Wal2 mode does not have this problem. In wal2 mode, wal files do not grow
indefinitely even if the checkpointer never has a chance to finish
uninterrupted.

In wal2 mode, the system uses two wal files instead of one. The files are named
"&lt;database>-wal" and "&lt;database>-wal2", where "&lt;database>" is of
course the name of the database file. When data is written to the database, the
writer begins by appending the new data to the first wal file. Once the first
wal file has grown large enough, writers switch to appending data to the second
wal file. At this point the first wal file can be checkpointed (after which it
can be overwritten). Then, once the second wal file has grown large enough and
the first wal file has been checkpointed, writers switch back to the first wal
file. And so on.

## Application Programming

From the point of view of the user, the main differences between wal and 
wal2 mode are to do with checkpointing:

  * In wal mode, a checkpoint may be attempted at any time. In wal2 
    mode, the checkpointer has to wait until writers have switched 
    to the "other" wal file before a checkpoint can take place.

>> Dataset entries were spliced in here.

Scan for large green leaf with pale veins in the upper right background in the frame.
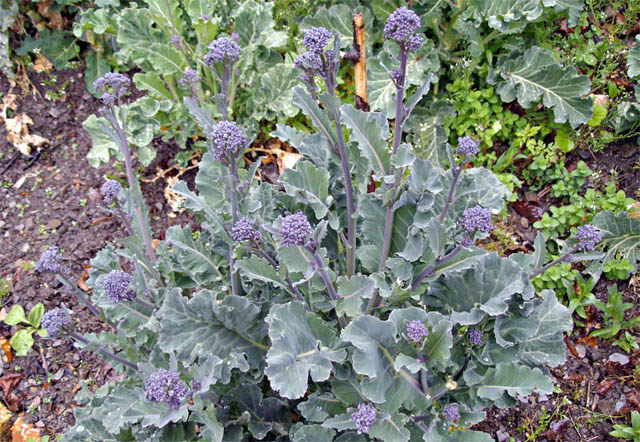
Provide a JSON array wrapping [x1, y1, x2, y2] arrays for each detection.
[[496, 46, 593, 128]]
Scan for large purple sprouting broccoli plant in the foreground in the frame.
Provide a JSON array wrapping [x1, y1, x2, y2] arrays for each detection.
[[47, 7, 599, 442]]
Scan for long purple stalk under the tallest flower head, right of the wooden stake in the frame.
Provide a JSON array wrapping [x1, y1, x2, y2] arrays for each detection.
[[365, 43, 407, 315]]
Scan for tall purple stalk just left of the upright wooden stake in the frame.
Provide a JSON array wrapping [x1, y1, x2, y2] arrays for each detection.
[[324, 73, 356, 278]]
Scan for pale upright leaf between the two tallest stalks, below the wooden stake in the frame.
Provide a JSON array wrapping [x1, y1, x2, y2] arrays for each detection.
[[340, 104, 391, 179]]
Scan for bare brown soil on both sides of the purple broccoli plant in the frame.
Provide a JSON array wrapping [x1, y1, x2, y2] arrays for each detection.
[[0, 64, 640, 442]]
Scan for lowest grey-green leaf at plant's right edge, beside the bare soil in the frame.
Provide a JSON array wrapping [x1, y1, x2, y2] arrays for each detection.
[[477, 363, 553, 400]]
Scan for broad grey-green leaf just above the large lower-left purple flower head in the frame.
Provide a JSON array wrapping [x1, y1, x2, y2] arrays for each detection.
[[158, 290, 266, 370]]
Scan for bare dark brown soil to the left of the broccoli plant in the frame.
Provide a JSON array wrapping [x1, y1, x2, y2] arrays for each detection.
[[0, 69, 195, 435]]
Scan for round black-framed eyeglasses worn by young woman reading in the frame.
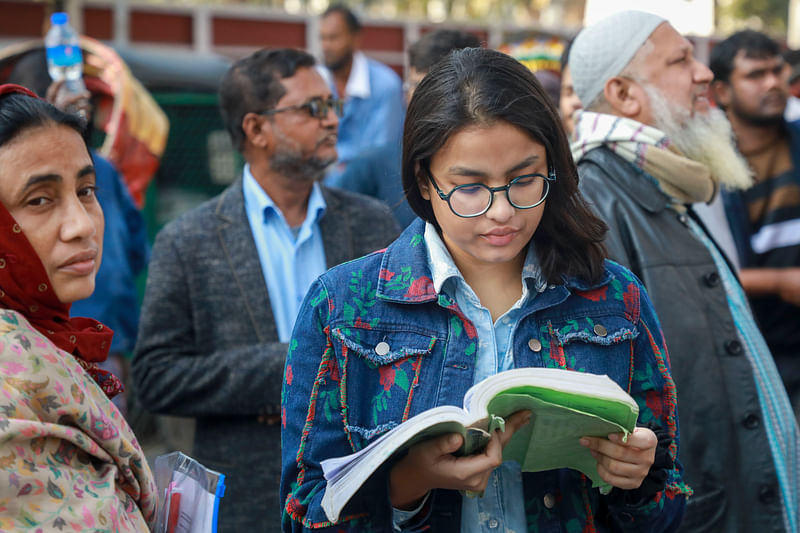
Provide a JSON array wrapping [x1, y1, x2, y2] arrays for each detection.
[[425, 168, 556, 218]]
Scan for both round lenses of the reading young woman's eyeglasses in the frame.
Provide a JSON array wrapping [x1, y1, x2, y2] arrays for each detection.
[[450, 175, 549, 216]]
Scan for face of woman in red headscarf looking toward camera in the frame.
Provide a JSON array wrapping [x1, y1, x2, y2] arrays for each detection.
[[0, 125, 103, 303]]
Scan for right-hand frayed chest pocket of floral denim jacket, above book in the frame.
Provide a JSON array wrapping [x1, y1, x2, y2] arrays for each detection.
[[548, 315, 639, 388]]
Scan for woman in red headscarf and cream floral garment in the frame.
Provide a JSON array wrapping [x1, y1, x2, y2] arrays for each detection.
[[0, 85, 156, 531]]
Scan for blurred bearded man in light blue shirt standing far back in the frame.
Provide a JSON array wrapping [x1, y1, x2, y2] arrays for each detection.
[[318, 4, 405, 182]]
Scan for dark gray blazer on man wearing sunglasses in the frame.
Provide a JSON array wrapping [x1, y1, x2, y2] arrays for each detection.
[[133, 178, 400, 533]]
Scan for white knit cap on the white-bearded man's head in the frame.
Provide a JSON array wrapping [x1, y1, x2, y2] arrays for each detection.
[[569, 11, 666, 106]]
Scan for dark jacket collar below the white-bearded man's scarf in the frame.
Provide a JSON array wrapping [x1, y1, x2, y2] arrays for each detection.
[[578, 146, 671, 213]]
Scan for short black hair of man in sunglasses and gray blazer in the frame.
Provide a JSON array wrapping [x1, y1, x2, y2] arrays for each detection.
[[219, 48, 315, 151]]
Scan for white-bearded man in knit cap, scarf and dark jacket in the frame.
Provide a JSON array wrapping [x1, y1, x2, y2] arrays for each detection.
[[569, 12, 800, 533]]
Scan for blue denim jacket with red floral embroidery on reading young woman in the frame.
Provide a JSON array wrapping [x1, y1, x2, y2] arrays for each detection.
[[281, 220, 691, 533]]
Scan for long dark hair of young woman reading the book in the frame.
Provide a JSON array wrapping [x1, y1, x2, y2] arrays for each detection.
[[403, 48, 608, 283]]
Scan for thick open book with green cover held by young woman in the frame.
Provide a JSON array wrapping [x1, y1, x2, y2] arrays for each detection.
[[322, 368, 639, 522]]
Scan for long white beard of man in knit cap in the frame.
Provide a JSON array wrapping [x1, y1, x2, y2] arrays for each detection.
[[644, 85, 753, 189]]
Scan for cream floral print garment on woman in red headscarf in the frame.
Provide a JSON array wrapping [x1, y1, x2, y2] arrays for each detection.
[[0, 309, 156, 532]]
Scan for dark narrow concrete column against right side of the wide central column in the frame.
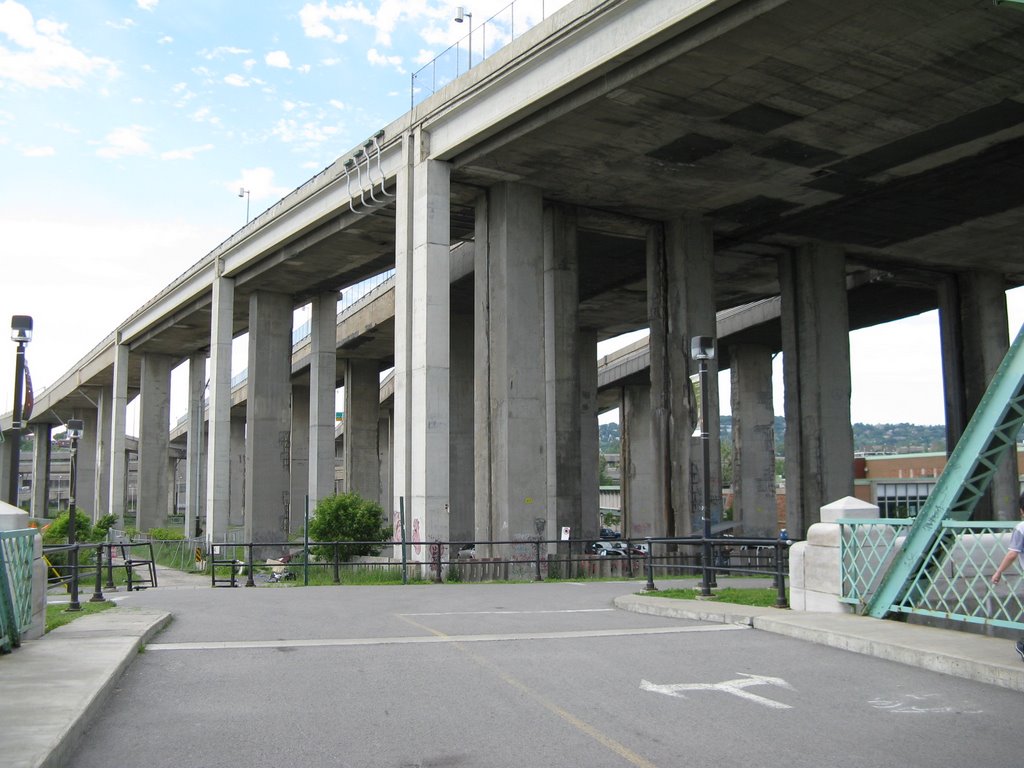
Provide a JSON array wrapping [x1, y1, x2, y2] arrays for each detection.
[[543, 206, 596, 539]]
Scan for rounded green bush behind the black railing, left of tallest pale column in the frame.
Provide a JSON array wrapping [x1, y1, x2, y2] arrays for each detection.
[[309, 493, 391, 561]]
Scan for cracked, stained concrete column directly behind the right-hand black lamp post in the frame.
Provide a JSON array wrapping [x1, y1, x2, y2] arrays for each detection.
[[665, 215, 722, 536]]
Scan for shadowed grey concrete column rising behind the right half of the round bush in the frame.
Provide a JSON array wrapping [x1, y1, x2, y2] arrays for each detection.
[[345, 359, 381, 499]]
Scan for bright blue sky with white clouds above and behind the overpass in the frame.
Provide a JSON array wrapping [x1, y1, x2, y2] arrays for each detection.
[[0, 0, 1024, 434]]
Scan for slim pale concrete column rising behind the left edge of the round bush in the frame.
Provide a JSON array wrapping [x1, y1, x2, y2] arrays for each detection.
[[308, 291, 339, 510]]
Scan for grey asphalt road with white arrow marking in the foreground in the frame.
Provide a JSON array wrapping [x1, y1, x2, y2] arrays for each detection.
[[72, 583, 1024, 768]]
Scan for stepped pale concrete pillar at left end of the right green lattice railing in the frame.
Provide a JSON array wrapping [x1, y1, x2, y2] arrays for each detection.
[[790, 496, 879, 613]]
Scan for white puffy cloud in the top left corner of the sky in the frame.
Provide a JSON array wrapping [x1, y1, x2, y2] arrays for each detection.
[[0, 0, 117, 89]]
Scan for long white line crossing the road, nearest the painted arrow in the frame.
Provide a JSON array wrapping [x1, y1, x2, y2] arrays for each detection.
[[145, 624, 750, 652]]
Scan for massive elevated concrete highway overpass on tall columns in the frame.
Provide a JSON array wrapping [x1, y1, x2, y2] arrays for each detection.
[[4, 0, 1024, 552]]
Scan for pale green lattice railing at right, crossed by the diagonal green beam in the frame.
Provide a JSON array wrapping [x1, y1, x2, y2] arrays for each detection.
[[838, 518, 1024, 630]]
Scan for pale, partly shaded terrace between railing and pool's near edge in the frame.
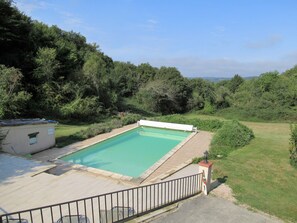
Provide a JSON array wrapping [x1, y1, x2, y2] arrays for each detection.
[[0, 153, 130, 214]]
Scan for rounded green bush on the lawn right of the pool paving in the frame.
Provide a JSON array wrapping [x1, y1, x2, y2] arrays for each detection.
[[210, 121, 255, 157]]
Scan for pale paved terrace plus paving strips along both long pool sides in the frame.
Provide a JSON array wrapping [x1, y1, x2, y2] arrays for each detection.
[[0, 124, 212, 214]]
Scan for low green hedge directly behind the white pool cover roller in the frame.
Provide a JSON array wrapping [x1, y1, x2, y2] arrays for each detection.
[[154, 114, 223, 132]]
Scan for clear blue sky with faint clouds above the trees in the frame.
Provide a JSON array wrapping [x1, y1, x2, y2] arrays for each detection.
[[14, 0, 297, 77]]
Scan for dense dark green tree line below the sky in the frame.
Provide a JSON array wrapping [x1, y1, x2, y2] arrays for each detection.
[[0, 0, 297, 122]]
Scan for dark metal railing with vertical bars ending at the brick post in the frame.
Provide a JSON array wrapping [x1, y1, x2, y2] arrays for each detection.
[[0, 173, 202, 223]]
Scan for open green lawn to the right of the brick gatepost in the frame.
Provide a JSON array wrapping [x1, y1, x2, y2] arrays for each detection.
[[209, 122, 297, 222]]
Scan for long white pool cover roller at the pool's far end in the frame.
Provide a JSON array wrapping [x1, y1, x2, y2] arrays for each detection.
[[138, 120, 197, 132]]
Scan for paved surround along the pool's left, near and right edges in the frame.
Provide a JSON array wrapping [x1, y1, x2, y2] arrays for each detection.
[[32, 123, 212, 185]]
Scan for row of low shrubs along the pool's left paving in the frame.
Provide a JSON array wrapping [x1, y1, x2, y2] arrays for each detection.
[[57, 114, 141, 147]]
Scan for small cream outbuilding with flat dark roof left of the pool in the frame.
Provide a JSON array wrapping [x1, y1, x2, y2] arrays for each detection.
[[0, 119, 57, 155]]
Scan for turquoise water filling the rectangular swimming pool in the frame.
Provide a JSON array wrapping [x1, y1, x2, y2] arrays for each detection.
[[61, 127, 190, 177]]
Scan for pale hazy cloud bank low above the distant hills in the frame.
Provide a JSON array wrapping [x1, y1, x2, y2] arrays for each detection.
[[149, 52, 297, 77]]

  * In wal mode, the wal-hook (callback registered using
    sqlite3&#95;wal&#95;hook()) is invoked after a transaction is committed
    with the total number of pages in the wal file as an argument. In wal2
    mode, the argument is either the total number of uncheckpointed pages in
    both wal files, or - if the "other" wal file is empty or already
    checkpointed - 0.

Clients are recommended to use the same strategies for checkpointing wal2 mode
databases as for wal databases - by registering a wal-hook using
sqlite3&#95;wal&#95;hook() and attempting a checkpoint when the parameter
exceeds a certain threshold.

However, it should be noted that although the wal-hook is invoked after each
transaction is committed to disk and database locks released, it is still
invoked from within the sqlite3&#95;step() call used to execute the "COMMIT"
command. In BEGIN CONCURRENT systems, where the "COMMIT" is often protected by
an application mutex, this may reduce concurrency. In such systems, instead of
executing a checkpoint from within the wal-hook, a thread might defer this
action until after the application mutex has been released.